Your rabbit's droppings are one of the best indicators of their overall health. Learning to read poop saves lives because digestive issues in rabbits can become critical within hours.
| Dropping Type | Appearance | What It Means |
|---|---|---|
| Healthy fecal pellets | Round, dry, uniform size, dark brown, crumbles with visible hay fibers | Normal. Good diet with adequate fiber. |
| Cecotropes | Soft, dark, grape-like clusters, shiny coating, strong smell | Normal. Rabbits eat these for essential nutrients. You should rarely see them. |
| Small, hard pellets | Smaller than normal, very dry, dark | Dehydration or insufficient hay. Increase water and hay access. |
| Linked/strung pellets | Pellets connected by hair strands | Ingested fur. Common during molting.

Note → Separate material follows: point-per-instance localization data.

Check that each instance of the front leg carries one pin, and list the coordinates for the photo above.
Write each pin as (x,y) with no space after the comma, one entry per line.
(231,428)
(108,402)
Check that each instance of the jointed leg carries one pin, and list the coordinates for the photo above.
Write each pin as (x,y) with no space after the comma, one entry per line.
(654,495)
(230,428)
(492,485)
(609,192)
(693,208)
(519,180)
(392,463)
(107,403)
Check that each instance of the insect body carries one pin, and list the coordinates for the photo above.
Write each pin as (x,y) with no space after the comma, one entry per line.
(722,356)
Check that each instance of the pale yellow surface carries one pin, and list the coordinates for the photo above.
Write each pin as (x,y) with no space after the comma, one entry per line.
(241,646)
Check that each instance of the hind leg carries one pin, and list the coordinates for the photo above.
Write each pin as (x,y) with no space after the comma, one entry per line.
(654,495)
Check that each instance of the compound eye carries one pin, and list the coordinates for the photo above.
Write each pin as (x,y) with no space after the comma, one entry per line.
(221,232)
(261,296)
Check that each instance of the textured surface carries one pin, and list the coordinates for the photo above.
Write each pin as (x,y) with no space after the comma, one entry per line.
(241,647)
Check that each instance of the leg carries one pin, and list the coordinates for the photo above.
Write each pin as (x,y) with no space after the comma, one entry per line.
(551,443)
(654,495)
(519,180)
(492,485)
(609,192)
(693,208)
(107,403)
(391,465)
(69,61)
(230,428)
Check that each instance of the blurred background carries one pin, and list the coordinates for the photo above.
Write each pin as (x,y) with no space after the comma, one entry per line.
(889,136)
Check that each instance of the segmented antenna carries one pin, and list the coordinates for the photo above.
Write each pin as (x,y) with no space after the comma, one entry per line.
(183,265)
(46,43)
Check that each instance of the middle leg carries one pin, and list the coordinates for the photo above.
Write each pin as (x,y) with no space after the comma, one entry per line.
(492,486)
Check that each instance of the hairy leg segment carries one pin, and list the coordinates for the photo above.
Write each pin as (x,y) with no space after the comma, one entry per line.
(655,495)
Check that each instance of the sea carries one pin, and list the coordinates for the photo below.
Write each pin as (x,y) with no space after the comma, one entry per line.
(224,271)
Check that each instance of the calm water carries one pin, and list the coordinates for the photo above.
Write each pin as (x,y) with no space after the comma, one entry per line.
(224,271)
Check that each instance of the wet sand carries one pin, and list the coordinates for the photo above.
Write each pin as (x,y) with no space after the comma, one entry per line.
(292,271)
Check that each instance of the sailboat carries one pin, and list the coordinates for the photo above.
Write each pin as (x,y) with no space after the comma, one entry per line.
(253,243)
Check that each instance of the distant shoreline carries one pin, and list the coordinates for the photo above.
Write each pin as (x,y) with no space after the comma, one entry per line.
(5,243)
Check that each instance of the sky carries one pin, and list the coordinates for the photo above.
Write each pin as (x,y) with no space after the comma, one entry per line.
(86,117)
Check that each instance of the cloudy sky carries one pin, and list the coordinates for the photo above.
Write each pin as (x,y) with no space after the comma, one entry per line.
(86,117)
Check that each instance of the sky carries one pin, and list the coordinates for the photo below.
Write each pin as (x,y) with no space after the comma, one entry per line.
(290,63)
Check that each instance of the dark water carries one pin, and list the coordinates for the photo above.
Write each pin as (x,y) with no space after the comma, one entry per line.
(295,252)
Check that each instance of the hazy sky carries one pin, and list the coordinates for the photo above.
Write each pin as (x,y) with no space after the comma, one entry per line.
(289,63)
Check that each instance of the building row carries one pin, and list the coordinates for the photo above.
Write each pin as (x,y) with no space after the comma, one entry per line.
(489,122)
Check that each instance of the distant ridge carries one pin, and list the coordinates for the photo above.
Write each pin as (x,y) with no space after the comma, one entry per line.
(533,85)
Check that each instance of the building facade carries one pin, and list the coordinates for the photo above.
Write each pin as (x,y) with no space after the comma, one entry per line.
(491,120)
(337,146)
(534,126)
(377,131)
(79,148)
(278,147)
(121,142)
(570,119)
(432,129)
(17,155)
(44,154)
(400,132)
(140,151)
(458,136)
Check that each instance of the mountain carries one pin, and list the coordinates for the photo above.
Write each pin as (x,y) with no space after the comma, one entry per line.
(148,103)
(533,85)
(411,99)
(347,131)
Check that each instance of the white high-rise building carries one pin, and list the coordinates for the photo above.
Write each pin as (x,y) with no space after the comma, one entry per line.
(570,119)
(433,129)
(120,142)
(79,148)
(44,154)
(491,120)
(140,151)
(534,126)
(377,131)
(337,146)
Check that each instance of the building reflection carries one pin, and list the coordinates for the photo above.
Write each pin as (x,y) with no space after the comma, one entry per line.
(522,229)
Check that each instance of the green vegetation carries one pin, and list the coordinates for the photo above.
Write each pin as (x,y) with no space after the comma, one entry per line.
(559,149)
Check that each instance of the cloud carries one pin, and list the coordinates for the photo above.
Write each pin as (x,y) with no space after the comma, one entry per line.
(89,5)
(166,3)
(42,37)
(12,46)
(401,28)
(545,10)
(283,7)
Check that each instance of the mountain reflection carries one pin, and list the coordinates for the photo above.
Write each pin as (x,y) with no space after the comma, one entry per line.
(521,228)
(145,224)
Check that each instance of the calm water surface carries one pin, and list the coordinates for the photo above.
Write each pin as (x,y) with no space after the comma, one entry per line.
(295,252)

Increase hay, consider papaya enzyme. |
| Soft, mushy droppings | Unformed, wet, smelly | Too many treats/vegetables, not enough hay. Reduce fresh foods temporarily. |
| No droppings | No output for 12+ hours | GI stasis. Medical emergency. Contact your vet immediately. |
A medium-sized rabbit (6-8 lbs) produces roughly 200-300 fecal pellets per day, which weighs about 0.3-0.5 lbs. Larger breeds produce more. Output depends on diet, hydration, and how much hay the rabbit eats. Hay-heavy diets produce more droppings.
Rabbit poop is one of the best natural fertilizers available. It contains 1.79% nitrogen, 0.67% potassium, and 0.59% phosphorus. Unlike cow or chicken manure, rabbit manure is a cold manure that can be applied directly to soil without composting, so it will not burn plant roots.

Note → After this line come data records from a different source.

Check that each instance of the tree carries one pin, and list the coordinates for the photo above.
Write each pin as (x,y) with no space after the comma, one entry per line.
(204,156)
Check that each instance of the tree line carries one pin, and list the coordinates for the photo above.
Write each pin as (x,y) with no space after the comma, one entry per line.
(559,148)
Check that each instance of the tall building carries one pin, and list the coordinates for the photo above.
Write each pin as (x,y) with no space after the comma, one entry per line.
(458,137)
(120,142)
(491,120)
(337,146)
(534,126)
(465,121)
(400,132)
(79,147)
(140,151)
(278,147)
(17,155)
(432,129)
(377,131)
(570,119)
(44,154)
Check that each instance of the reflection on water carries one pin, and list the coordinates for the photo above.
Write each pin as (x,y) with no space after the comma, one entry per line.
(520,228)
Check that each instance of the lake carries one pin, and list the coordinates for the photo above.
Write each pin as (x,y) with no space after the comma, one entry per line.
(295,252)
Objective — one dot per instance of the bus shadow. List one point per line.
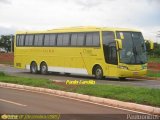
(83, 77)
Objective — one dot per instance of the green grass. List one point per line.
(28, 81)
(153, 73)
(154, 59)
(124, 93)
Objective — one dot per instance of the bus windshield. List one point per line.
(134, 49)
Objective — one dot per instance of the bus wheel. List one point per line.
(33, 68)
(44, 68)
(98, 73)
(122, 78)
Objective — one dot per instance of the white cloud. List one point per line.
(48, 14)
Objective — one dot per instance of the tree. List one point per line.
(5, 42)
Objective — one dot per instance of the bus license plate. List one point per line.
(135, 73)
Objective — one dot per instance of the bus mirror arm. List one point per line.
(119, 43)
(151, 44)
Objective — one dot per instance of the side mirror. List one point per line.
(119, 42)
(151, 44)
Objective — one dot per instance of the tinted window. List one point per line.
(81, 39)
(29, 40)
(17, 40)
(74, 39)
(108, 37)
(66, 40)
(38, 41)
(52, 40)
(109, 47)
(96, 39)
(92, 39)
(47, 40)
(89, 38)
(60, 40)
(21, 40)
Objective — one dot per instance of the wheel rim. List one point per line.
(44, 68)
(34, 68)
(98, 72)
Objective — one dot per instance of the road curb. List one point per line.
(105, 101)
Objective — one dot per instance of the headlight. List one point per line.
(144, 66)
(123, 67)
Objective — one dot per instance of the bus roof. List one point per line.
(78, 29)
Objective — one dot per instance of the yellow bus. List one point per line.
(98, 51)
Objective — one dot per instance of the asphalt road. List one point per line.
(63, 77)
(25, 102)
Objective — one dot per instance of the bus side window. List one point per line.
(109, 47)
(96, 39)
(38, 41)
(21, 40)
(60, 40)
(92, 39)
(74, 37)
(46, 39)
(29, 40)
(66, 39)
(52, 40)
(81, 39)
(17, 40)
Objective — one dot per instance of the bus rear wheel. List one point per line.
(44, 68)
(122, 78)
(33, 68)
(98, 73)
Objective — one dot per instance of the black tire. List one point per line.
(44, 68)
(98, 72)
(33, 68)
(122, 78)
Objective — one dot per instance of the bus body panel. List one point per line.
(77, 60)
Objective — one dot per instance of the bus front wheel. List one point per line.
(44, 68)
(33, 68)
(98, 72)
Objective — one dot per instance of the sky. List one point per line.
(143, 15)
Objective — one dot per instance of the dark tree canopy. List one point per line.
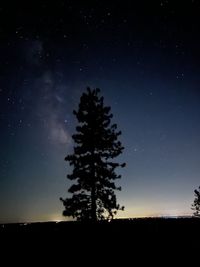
(93, 197)
(196, 203)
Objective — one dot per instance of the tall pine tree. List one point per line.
(93, 197)
(196, 203)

Yes. Rabbit manure sells for $8-$25 per pound through Facebook Marketplace, Etsy, eBay, Craigslist, and local farmers markets. Gardeners pay premium prices because rabbit poop is a cold manure with excellent nutrient content that can be used immediately without composting.
A rabbit that stops pooping is a medical emergency. It usually indicates GI stasis, a condition where the digestive tract slows or stops. Common causes include dehydration, low fiber diet, stress, pain, or dental problems. Contact your veterinarian immediately if your rabbit has not produced droppings in 12+ hours.

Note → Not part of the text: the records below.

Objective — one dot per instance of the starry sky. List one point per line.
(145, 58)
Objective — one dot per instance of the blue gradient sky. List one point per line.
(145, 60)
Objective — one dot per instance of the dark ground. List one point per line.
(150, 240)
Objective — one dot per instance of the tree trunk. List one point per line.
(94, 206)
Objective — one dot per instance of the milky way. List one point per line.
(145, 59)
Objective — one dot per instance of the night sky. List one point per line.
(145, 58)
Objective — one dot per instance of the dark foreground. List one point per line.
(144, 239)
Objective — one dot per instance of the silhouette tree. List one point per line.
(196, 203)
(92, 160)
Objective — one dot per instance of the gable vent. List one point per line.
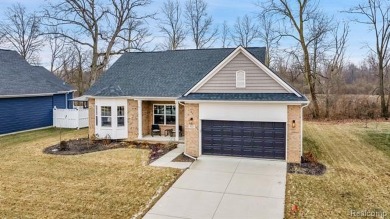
(240, 79)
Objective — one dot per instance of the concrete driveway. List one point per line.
(225, 187)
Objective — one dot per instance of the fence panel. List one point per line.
(70, 118)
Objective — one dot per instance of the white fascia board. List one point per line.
(227, 101)
(27, 95)
(253, 59)
(136, 98)
(156, 98)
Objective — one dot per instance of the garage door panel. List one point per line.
(248, 139)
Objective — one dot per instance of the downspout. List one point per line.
(185, 153)
(303, 106)
(66, 100)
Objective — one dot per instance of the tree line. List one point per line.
(84, 35)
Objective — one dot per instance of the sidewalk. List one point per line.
(166, 160)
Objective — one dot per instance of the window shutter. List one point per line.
(240, 79)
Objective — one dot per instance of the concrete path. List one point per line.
(166, 160)
(225, 188)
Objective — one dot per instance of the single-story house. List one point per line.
(217, 101)
(28, 94)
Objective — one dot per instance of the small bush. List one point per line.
(309, 157)
(63, 146)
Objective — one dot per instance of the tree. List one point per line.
(200, 23)
(102, 26)
(245, 31)
(171, 25)
(57, 48)
(304, 23)
(225, 33)
(22, 31)
(334, 66)
(376, 15)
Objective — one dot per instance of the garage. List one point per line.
(244, 139)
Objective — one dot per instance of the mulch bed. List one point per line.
(82, 146)
(157, 150)
(307, 168)
(183, 158)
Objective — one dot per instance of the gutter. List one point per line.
(249, 101)
(36, 95)
(303, 106)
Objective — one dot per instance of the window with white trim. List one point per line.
(120, 116)
(96, 115)
(240, 79)
(106, 116)
(164, 114)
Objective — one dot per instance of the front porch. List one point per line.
(167, 115)
(162, 138)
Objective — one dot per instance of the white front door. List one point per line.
(111, 117)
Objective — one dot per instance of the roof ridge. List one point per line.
(202, 49)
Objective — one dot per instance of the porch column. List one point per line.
(177, 120)
(139, 119)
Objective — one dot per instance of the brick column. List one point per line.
(91, 117)
(191, 129)
(294, 140)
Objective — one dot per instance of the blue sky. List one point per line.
(229, 10)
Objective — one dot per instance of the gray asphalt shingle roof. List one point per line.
(18, 77)
(161, 74)
(244, 97)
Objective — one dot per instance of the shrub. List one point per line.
(63, 146)
(309, 157)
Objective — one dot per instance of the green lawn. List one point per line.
(109, 184)
(358, 174)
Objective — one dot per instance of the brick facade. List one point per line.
(294, 134)
(91, 117)
(192, 129)
(132, 119)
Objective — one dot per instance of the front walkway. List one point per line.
(225, 187)
(166, 160)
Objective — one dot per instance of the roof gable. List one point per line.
(223, 73)
(255, 79)
(161, 74)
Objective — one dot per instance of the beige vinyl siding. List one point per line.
(257, 81)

Healthy rabbit fecal pellets are round, dry, uniform in size, and medium to dark brown. They should crumble easily when pressed and contain visible hay fibers. Soft, mushy, or irregularly shaped droppings may indicate digestive problems, too many treats, or insufficient hay in the diet.
Cecotropes are soft, grape-like clusters of droppings that rabbits produce and eat directly from their rear end, usually at night. This is normal and essential - cecotropes contain vitamins and nutrients rabbits need. You should only worry if you regularly find uneaten cecotropes, which may indicate obesity, dental pain, or diet issues.